To assess the environmental impact of analytical procedures, additional metrics have been developed in recent years. To compare and evaluate various analytical methods more effectively in terms of their green characteristics, it is often advised to use a variety of color evaluation tools. Three new techniques have been established to evaluate greenness in our research: the analytical eco-scale [55], the green analytical procedure index (GAPI) [56], and the new analytical greenness metric (AGREE) [57].

The analytical eco-scale [55] has the advantage of being semi-quantitative and having a straightforward scoring system. The eco-scale score is determined by deducting from 100 the number of penalty points awarded to each component (reagent amount and nature, occupational hazard, energy consumption, and amount of created waste) that does not adhere to the ideal green analysis standards. The scores above 75 indicate a very good quality green analysis, the values between 50 and 75 indicate a good green analysis, and the scores below 50 indicate a poor green analysis. The developed methods received an analytical eco-scale score of 76, which makes it a very good green analysis with no adverse environmental impact (Table 9).

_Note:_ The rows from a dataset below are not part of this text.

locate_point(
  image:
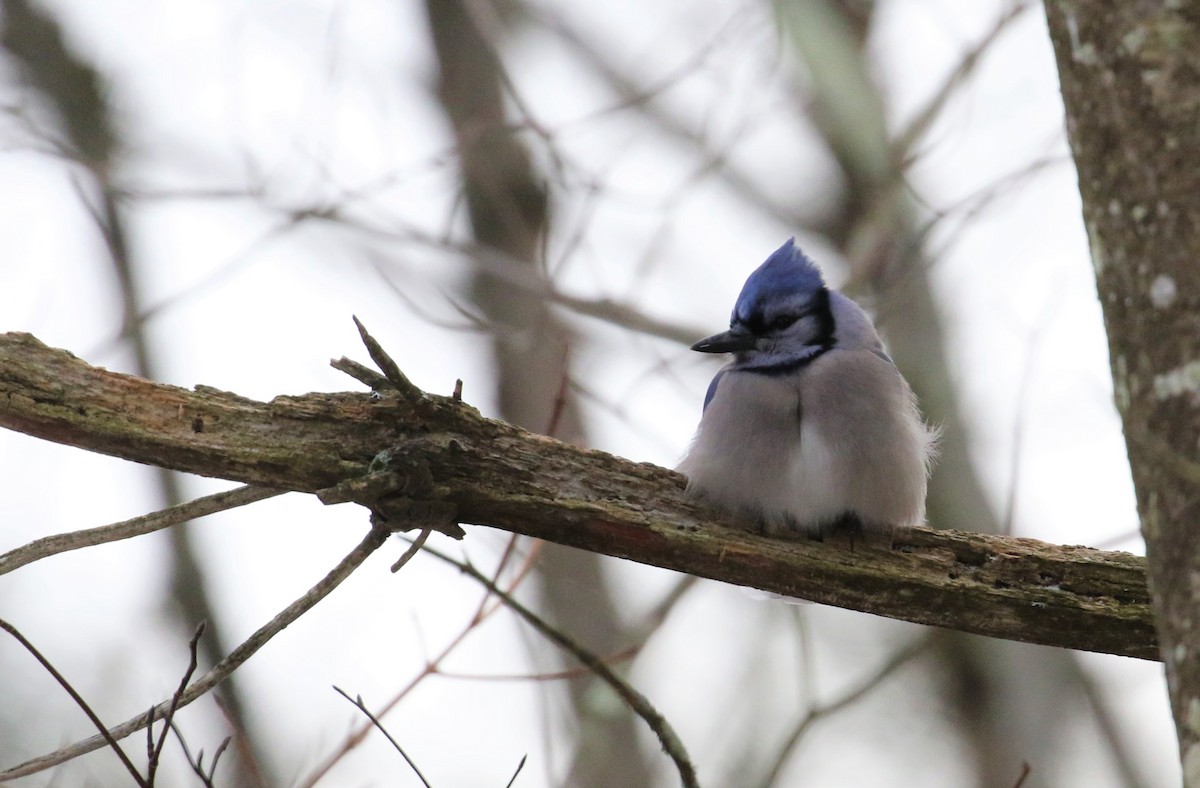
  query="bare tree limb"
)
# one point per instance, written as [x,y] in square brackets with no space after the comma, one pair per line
[444,453]
[149,523]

Table 9 Eco-scale penalty points for the developed HPTLC method for determining EMG, PGT, and RSV simultaneously

The new GAPI index [56] has the advantage of covering the entire analytical process when compared with the analytical eco-scale [55]. There are five pentagrams, each representing a step in the analytical process, such as collecting the samples, preparing the samples, using reactive and solvents in the apparatus, and the objective of the analytical process. GAPI has three color coding systems: red denotes a high environmental risk, whereas yellow and green denote a lower risk and greater greenness. Three other previously mentioned analytical separation methods [17,18,19] have been compared with the newly developed HPTLC method. Table 10 displays the GAPI index for the suggested method evaluation along with three published analytical techniques for the examination of the three substances under investigation. All of these methods can identify two of the studied medications; however, our method can identify all three of the studied medications simultaneously. According to Table 10a, the suggested green HTPLC method’s GAPI index has nine green, four yellow, and two red pentagrams. The methods shown in Table 10b‒d at this time have three red pentagrams. The red areas show a big ecological impact, the yellow areas show a smaller ecological impact, and the green areas show a greater ecological impact.

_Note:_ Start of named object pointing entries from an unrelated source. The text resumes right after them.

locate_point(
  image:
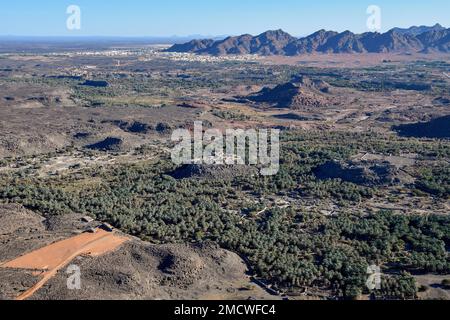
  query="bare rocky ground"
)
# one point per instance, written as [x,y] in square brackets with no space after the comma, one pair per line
[137,270]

Table 10 Comparison of the developed HPTLC method with some reported separation methods

An additional assessment of greenness was made utilizing the innovative, more inclusive, and informative AGREE tool [57] to produce the most accurate and logical rating possible. The 12 green analytical chemistry (GAC) principles are taken into account by this tool, which is an advantage. As a result, a thorough assessment of each method’s green color was made, and a thorough distinction between the developed and reported methods’ green characteristics was established. The AGREE tool demonstrated the superiority of our created HPTLC method, which received the best analytical score (0.81) from AGREE while using only 1 mL per sample of waste.

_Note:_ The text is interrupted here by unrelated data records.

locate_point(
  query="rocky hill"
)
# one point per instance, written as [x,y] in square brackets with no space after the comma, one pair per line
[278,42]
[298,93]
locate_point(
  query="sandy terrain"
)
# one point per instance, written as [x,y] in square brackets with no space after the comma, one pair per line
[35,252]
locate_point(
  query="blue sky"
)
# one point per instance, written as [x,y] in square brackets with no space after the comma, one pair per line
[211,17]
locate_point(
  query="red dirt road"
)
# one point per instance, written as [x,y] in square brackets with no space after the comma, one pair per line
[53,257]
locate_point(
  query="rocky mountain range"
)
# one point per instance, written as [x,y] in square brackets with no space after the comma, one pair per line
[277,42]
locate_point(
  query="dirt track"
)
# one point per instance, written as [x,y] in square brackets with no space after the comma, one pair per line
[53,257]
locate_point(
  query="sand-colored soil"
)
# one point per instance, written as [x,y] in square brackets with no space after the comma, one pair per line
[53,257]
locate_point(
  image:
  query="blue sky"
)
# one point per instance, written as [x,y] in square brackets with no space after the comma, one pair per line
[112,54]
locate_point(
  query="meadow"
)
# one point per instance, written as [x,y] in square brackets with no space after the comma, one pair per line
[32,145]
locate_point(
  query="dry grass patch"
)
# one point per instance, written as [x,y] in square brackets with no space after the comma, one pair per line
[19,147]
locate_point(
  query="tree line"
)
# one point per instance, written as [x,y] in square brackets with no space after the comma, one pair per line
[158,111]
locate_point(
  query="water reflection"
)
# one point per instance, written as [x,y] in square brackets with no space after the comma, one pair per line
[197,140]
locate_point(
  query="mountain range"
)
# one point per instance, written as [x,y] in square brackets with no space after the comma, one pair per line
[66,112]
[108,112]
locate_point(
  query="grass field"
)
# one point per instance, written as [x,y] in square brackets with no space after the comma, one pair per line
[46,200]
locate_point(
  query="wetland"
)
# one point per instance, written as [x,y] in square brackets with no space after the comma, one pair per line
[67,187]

AGREE scores and waste amounts of the mentioned reported methods were 0.67 and 9 mL, 0.66 and 2 mL, and 0.58 and 11.8 mL [17,18,19] for the reported methods presented in Table 10b‒d. All of the pictograms for the developed and reported methods are included in Table 10. Finally, after comparing the three different methods, we found that our method HPTLC is more environmentally friendly than the other methods mentioned.

Furthermore, our developed method is the most sensitive method and used to detect the quantities of the drugs mentioned earlier in spiked human plasma and real rat plasma as the mentioned reported methods have very low sensitivity and all applied in dosage form only.